Fast forward to the time of “Ritoru Mearii~,” where the Queen breaks up a dance between her daughter (played by miko) and a prince (played by Omi).3 She kills her daughter herself with some poisoned wine. The final pieces of the suite, “Nagai Yume no Owari ni” and “Lost in Helix,” are sung as if to express the overlapping emotions of the mother and daughter as they think of the people they loved.


1. In miko’s blog about this show, we learn that this “young man” was the actress Mami Minamori (水森まみ), who had worked on exist†trace’s staff for a long time prior to this.

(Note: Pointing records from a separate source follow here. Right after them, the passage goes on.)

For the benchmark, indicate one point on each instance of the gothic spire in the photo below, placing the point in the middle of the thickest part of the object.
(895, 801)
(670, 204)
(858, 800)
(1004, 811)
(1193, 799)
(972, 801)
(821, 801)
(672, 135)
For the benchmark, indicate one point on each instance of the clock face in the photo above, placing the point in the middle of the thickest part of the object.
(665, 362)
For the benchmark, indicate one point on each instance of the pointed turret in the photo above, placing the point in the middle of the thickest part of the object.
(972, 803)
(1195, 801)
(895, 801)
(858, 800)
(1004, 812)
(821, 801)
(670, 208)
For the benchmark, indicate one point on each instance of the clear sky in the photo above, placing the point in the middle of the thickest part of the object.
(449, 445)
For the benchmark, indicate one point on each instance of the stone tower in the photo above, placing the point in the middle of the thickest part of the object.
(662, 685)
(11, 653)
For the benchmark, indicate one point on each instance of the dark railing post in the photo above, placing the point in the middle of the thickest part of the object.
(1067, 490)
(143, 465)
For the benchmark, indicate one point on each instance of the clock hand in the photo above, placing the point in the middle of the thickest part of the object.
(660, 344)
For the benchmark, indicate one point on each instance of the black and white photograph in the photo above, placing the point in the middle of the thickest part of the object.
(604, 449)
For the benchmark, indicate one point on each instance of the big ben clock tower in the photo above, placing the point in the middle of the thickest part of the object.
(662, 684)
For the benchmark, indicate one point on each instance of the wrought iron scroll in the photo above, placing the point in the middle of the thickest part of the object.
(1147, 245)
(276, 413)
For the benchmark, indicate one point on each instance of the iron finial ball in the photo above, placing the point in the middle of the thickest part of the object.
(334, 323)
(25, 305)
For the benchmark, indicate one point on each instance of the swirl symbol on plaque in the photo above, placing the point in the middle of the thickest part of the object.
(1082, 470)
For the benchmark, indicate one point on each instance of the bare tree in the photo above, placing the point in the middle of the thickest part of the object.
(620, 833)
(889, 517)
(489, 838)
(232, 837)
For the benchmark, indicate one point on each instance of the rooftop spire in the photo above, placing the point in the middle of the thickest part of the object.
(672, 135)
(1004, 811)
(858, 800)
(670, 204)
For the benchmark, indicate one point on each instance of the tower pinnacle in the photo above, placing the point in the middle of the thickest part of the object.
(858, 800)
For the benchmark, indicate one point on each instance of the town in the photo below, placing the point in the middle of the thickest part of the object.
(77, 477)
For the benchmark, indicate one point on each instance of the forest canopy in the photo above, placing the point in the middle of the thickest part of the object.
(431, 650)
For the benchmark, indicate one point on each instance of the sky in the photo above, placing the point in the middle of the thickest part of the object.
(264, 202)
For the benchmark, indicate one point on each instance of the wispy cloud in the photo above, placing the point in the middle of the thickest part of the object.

2. I don’t know the fine details of royal titles. What I’ve rendered as “Queen” was お妃 (okisaki) in Japanese, the dictionary definition of which lists “empress” first and “queen” second. On the one hand, given the reference to the Danube I thought of the Hapsburg Empire, and thought “Empress” would be best. But on the other, I associate knights on white horses more with king/queen/princess type set-ups and ended up going with “Queen” after all. As for Mary, here the author uses 姫君 (himegimi), which means “daughter of a person of high rank,” which includes both royalty and aristocrats. In contrast 姫様 (himesama) would have been simply “princess” (though it too can mean “daughter of person of high-rank,” but that’s the secondary definition). What’s more, if I’ve understood correctly, a woman can have both the title queen of her country and empress of her country’s empire. So.

3. miko refers to Omi’s character as ナイト (knight), presumably the same 白馬の騎士 (hakuba no kishi “knight on a white horse”) who appears in the lyrics to “Ritoru Mearii~”. But the author of this concert report refers to the character as 王子 (ouji, “prince”).